Other works include: The restoration of St. John's Church, Clerkenwell, 1845; the restoration of St John's Gate, 1845–6; the rebuilding of the spire (1849) and the erection of a font (1851) for St James's Church, Clerkenwell. The drawing of the font was engraved.

He designed the Cherry Tree Tavern, Clerkenwell, 1852; the Goldsmiths' and Jewellers' Annuity Institution Asylum, Hackney, 1853 (the exterior view engraved); planned additions and alterations to the Clerkenwell Vestry Hall, 1857; designed many parochial and ragged schools 1858–62; and adapted Melrose Hall, Putney Heath, for the Royal Hospital for Incurables 1864–5.

He directed the erection of Messrs. Rivington's printing-office, St John's House, Clerkenwell, 1866, and the repairs to and partial renewal of the tower and porch of the church of St. Sepulchre, Holborn, 1873; designed the House of Detention, Kingston-on-Thames; and the repairs to the tower of Kingston Church.

Griffith was keenly interested in the antiquities of Clerkenwell, made a special study of the old priory of St. John of Jerusalem, and spared no pains to avert the threatened destruction of St. John's Gate, helping to raise a public subscription for its restoration.

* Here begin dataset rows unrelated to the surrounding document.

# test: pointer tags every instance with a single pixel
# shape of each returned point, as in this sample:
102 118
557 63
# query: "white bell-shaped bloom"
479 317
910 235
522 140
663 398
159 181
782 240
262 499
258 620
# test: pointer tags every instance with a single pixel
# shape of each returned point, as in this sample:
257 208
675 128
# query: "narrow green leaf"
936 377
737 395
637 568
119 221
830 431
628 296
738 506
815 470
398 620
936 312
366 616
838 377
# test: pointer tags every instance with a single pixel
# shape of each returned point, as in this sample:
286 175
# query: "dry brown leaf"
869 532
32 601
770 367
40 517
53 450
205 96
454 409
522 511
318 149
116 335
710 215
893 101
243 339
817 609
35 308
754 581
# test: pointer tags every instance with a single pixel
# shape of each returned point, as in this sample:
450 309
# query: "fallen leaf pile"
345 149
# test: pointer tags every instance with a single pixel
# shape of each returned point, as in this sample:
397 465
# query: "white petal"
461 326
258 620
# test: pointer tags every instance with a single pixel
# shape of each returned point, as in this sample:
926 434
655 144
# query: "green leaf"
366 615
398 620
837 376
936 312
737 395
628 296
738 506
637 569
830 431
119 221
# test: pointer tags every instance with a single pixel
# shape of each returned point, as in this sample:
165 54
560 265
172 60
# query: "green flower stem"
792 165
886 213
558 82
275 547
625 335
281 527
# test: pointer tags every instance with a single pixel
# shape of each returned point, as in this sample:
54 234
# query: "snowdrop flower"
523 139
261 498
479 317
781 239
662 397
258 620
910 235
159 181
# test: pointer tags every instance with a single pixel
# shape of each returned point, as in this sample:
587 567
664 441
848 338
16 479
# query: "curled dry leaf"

Relics of both priory and gate, some of which he brought to light, were deposited in the Architectural Museum, and at South Kensington Museum.

==Publications==
Griffith published:
1. The Geometrical Proportion of Architecture. 1843.
2. The Natural System of Architecture, 1845.
3. Ancient Gothic Churches, 3 parts, 1847–8–52.
4. Architectural Botany (extracted from part iii. of Ancient Gothic Churches), 1852.
5. Suggestions for a more Perfect and Beautiful Period of Gothic Architecture, 1855.

In his writings Griffith mainly endeavoured to show that "the geometrical proportions pervading Greek and Gothic architecture are in principle based upon nature's works" (Suggestions for a more Beautiful Period of Gothic Architecture, p. 6), and that "by the employment of regular figures and their multiples in architecture, we always ensure an equal distribution of parts, which also exists in the vegetable kingdom" (Ancient Gothic Churches, pt. ii. p. 26).